Kevin Drum thinks so. He posts the above chart, which compares the percentage of American and Mexican agricultural workers in North Carolina who stayed on the job over a 12-month period:
Within two months, 80 percent of the native workers had quit. By the end of the growing season, only seven were left. Now, as Matthews notes, this report doesn’t exactly come from a neutral source. It’s from a pro-immigration group working with a group of pro-immigration farmers. But unless they’re flat-out lying here, the numbers are pretty compelling. Most Americans just aren’t willing to do backbreaking agricultural labor for a bit above minimum wage, and if the wage rate were much higher the farms would no longer be competitive.
One of Drum’s readers objects:
Farm laborers in Australia make much more than American ones. And yet they still have a functional agricultural sector. It turns out that allowing companies to import an unlimited number of foreign workers desperate to work at a wage of epsilon will create shitty working conditions and low wages!
Noah Millman wonders about the consequences of paying farm workers more:
What would happen if agricultural labor were better-compensated? To some degree American agricultural enterprises would become less-competitive—we’d import more of some kinds of food from abroad. Which would mean more money flowing into the agricultural sector in those countries, and more employment for agricultural labor there, as opposed to here.

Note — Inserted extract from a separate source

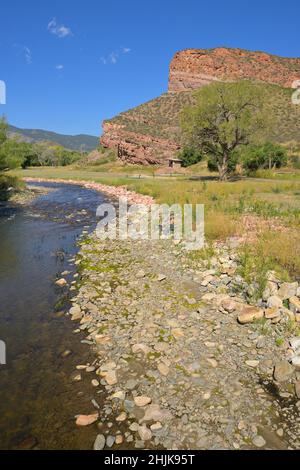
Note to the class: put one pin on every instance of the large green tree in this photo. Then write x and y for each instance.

From the perspective of the farm laborers that’s not obviously a bad outcome—they have jobs and not have to uproot themselves to get them.
Another possibility is that American farmers would innovate, and find ways to get the same crop yields with fewer workers, through the application of automation. That advance in productivity would reduce agricultural employment overall, with the remaining employees earning a higher wage, more conducive to economic and social security. Genuine advances in productivity are usually counted as a good thing for everybody.